Dante nous dépeint les premiers Franciscains « en silence, sans escorte, marchant l’un devant l’autre[1]. » Ils avaient des frères dans toute la chrétienté. Les Fioretti nous donnent de cette fraternité l’illustration la plus touchante, en nous décrivant la rencontre de saint Louis et du frère Gilles, qui, sans se parler, s’étaient si bien compris ! Ozanam y reconnaît un emblème de « cette société chrétienne qui ne met plus de barrières entre le roi et le mendiant. » Il y a là comme une atmosphère de Pentecôte. Dante se souvenait-il de ce joli trait, alors qu’il écrivait « De tout mon cœur, et avec ce parler qui est le même en chacun, je fis à mon Dieu l’holocauste de remerciemens dus pour cette nouvelle grâce[2] ? »

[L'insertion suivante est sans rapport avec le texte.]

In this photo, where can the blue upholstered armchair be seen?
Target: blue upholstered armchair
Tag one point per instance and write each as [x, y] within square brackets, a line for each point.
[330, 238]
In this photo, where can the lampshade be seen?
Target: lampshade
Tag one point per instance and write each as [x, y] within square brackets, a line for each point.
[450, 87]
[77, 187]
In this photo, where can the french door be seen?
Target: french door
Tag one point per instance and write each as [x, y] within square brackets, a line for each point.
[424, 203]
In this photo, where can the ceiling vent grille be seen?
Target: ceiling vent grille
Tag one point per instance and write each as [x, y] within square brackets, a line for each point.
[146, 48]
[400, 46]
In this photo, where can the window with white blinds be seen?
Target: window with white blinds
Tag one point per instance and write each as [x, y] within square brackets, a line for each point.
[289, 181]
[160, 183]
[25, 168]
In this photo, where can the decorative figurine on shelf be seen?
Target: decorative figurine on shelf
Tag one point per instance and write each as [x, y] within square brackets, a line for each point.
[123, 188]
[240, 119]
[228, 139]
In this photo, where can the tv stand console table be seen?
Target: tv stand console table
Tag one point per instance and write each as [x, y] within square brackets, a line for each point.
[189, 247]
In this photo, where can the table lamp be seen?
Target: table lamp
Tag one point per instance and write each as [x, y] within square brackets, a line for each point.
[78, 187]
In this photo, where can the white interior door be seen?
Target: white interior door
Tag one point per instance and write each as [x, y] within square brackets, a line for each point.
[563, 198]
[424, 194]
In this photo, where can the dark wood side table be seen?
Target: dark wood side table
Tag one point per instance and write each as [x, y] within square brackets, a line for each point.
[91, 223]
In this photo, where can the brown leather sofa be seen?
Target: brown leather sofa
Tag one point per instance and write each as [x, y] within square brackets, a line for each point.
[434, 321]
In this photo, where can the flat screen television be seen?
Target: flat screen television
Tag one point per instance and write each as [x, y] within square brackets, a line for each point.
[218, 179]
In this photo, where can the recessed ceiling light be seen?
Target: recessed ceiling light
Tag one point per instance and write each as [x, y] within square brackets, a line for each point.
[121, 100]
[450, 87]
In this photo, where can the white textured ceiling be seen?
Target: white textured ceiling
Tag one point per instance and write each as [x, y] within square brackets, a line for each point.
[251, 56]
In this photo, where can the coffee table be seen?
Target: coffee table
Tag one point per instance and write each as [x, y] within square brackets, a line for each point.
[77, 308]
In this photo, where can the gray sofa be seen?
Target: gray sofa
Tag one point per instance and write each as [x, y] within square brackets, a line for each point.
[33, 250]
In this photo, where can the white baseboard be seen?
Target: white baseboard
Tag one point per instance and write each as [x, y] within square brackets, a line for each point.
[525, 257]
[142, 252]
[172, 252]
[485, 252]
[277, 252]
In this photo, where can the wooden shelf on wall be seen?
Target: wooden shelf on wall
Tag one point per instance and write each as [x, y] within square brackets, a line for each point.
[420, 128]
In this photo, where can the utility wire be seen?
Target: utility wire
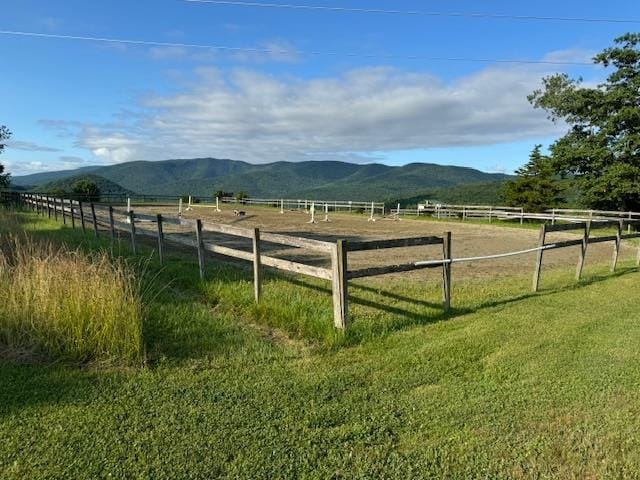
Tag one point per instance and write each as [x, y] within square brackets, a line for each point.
[285, 51]
[421, 13]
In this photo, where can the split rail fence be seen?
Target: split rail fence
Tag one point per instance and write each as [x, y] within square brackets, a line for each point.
[101, 218]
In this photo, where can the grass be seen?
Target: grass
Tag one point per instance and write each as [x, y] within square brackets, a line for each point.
[511, 385]
[66, 305]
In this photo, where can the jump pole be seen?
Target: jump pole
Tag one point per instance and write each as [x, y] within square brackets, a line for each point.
[312, 210]
[371, 219]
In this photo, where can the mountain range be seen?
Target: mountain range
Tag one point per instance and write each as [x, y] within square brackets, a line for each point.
[311, 179]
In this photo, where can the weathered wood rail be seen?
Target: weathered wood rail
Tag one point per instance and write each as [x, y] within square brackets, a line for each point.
[106, 218]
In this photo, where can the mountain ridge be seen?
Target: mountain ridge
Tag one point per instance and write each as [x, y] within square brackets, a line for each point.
[321, 179]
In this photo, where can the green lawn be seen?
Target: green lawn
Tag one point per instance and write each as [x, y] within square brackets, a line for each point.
[509, 385]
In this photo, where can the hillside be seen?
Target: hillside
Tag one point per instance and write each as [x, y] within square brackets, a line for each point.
[487, 193]
[319, 179]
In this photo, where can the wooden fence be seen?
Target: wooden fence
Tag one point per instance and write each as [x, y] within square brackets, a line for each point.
[108, 219]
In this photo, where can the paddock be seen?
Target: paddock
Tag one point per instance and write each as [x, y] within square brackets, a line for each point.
[469, 239]
[350, 247]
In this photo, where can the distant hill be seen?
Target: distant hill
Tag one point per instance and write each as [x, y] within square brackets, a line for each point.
[487, 193]
[66, 184]
[319, 179]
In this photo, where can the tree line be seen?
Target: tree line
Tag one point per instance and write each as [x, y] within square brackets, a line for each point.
[600, 154]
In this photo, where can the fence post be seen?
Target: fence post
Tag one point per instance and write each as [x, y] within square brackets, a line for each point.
[84, 230]
[73, 214]
[616, 245]
[160, 240]
[94, 219]
[112, 226]
[340, 285]
[446, 271]
[536, 273]
[257, 276]
[132, 223]
[583, 250]
[200, 246]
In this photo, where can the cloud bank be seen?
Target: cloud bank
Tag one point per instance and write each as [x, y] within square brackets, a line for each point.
[251, 116]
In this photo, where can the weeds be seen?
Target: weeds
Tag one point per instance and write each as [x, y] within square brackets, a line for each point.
[67, 305]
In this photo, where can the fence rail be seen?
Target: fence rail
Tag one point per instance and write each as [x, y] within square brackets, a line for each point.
[107, 219]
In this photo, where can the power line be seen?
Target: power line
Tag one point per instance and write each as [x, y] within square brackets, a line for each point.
[421, 13]
[288, 52]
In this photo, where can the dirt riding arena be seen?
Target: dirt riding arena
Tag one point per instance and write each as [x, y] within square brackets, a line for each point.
[469, 239]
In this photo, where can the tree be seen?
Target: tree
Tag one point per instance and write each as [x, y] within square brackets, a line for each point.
[536, 188]
[5, 178]
[222, 194]
[602, 148]
[87, 190]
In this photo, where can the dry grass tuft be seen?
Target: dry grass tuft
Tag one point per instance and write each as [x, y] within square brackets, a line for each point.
[67, 305]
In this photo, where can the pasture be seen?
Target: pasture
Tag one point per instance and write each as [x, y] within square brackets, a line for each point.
[469, 239]
[508, 384]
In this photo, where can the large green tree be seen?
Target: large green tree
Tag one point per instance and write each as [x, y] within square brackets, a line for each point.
[5, 178]
[602, 147]
[86, 189]
[536, 187]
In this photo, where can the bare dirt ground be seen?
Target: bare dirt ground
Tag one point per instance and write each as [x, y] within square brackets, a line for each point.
[469, 239]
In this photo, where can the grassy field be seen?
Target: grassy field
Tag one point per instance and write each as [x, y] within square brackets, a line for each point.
[508, 385]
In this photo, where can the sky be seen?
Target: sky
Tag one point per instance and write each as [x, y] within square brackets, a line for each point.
[289, 84]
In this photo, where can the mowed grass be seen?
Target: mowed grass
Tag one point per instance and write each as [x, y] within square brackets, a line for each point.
[509, 385]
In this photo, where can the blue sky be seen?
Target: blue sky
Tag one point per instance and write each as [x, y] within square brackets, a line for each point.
[72, 103]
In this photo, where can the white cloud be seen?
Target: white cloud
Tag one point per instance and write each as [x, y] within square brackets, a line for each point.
[26, 167]
[29, 146]
[255, 117]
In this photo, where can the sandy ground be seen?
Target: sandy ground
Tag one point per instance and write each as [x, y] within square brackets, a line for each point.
[468, 240]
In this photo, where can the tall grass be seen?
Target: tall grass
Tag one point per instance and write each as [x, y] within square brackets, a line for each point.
[67, 305]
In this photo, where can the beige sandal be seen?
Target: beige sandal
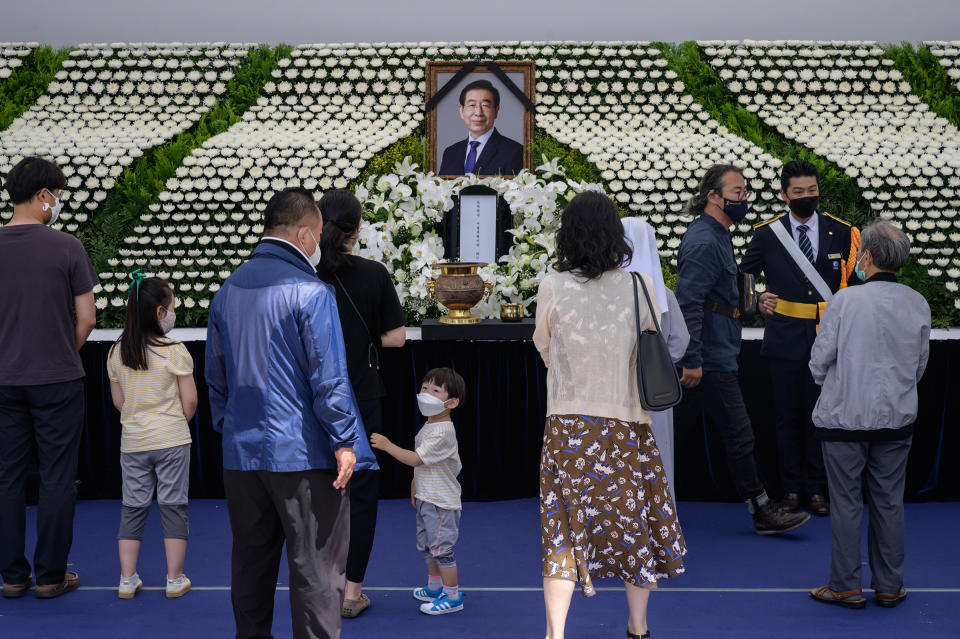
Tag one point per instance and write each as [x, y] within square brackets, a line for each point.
[353, 607]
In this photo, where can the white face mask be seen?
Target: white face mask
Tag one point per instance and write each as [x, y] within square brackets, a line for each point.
[167, 322]
[430, 405]
[56, 208]
[315, 257]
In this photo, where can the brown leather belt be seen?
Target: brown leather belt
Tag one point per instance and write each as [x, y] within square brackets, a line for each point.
[722, 309]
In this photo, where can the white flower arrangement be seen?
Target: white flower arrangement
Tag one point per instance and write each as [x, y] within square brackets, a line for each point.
[403, 209]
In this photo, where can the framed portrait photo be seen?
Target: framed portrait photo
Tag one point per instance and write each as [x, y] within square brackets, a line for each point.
[480, 125]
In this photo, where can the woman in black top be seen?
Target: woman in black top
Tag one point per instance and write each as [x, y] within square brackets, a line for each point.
[371, 318]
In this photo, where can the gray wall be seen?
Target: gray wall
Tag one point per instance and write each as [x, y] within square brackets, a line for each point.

Le saint patriarche François fut appelé « chevalier du Crucifié, gonfalonier du Christ, connétable de l’armée sainte, » tandis que la chrétienté proclama sainte Claire « duchesse des pauvres, princesse des humbles ; » et ces raffinemens ingénus du moyen âge nous donnent l’impression vraie de la noblesse spirituelle, saluée par les hommes d’alors, et dont la douceur a souvent fait trembler l’orgueil de la noblesse féodale.


III

En Sicile, la poésie régnait dans les palais et chantait dans les cabanes. Il y avait une poésie populaire, en laquelle M. d’Ancona croit voir une descendante de la Muse antique des pastorales.

  1. Enfer, ch. XIII.
  2. Paradis, ch. XIV.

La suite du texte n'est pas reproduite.